Carefully chosen dates
Both Totah and Faerber emphasise that GemGenève wasn’t created with the aim of luring custom away from Basel. Their motivation came from a desire to launch an event in keeping with their way of thinking and adapted to their network of gem dealers and experts in antique jewellery. The diamond and jewellery trade is well-represented in Geneva, where several often family-owned, inner-circle companies have been doing business for decades. The city also enjoys a reputation for luxury and prestige in general. The event was timed to immediately precede the spring auctions that bring in collectors and dealers from all over the world. Indeed, Geneva continues to dominate diamond sales, and public and media interest in record-setting jewels will inevitably benefit GemGenève too.
While jewellery may be a thriving industry, the fair maintained a deliberately subdued atmosphere with the organisers insisting there should be no one-upmanship between booths. For the carefully curated line-up of exhibitors, this was very much a place to do business but also catch up with colleagues – all part of an independent ecosystem that makes a perfect complement to the watch industry, a point made by Pierre Maudet, Minister of the Economy and Security for the Canton of Geneva, in his speech at the opening ceremony. Exhibitors were also keen to communicate on their environmental and ethical responsibility in a sector that has often drawn criticism in this domain.
2019 already on the cards
Showcases included the work of students from the Geneva School of Art and Design – HEAD on the theme of pearls. More up-and-coming talent was on display in the Emerging Talents gallery which gave exposure to four jewellery designers starting out in the industry. The Contemporary Designers Showcase provided yet another highlight for which the respected jewellery historian Vivienne Becker chose nine jewellers from Europe, the United States and Russia. Visitors could also view the latest creations in the Style of Jolie collection, a collaboration between Californian jeweller Robert Procop and actress and director Angelina Jolie.

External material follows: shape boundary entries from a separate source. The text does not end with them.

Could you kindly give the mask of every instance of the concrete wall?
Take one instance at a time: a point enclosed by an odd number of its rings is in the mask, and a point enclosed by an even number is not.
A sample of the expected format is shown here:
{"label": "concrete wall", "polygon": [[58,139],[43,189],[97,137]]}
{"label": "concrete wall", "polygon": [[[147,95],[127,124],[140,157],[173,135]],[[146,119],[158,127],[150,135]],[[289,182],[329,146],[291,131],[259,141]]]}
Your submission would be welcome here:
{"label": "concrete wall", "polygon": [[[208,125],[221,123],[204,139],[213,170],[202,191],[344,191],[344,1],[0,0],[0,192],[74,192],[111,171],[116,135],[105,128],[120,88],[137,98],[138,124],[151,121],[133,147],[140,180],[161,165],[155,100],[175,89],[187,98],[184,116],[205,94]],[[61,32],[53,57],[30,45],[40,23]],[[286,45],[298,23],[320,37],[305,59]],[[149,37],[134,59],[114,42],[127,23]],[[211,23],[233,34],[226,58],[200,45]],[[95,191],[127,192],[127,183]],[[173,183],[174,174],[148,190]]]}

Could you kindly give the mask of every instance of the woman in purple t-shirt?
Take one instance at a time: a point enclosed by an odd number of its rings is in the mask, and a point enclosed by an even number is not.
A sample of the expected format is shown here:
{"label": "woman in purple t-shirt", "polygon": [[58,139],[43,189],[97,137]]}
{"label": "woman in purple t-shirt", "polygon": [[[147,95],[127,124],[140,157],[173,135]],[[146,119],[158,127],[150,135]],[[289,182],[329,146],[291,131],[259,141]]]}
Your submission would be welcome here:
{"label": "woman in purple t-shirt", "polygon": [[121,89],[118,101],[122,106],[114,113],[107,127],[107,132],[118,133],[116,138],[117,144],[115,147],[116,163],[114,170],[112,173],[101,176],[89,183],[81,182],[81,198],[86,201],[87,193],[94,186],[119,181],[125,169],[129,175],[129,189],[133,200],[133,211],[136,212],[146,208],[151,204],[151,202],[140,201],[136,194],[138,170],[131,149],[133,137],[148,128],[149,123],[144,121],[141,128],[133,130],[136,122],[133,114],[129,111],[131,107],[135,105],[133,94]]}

GemGenève isn’t just about striking deals. The fair is also designed to further gem and jewellery culture, and therefore included a programme of talks and masterclasses led by historians Vivienne Becker, Vanessa Cron and Amanda Triossi, and Michaël Krzemnicki, director of the Swiss Gemmological Institute laboratory in Basel. From curtain-up, the air was buzzing and the aisles were busy with top-flight professionals. After such a promising debut, the organisers, who were expecting around 10,000 visitors, have already announced a repeat performance next year.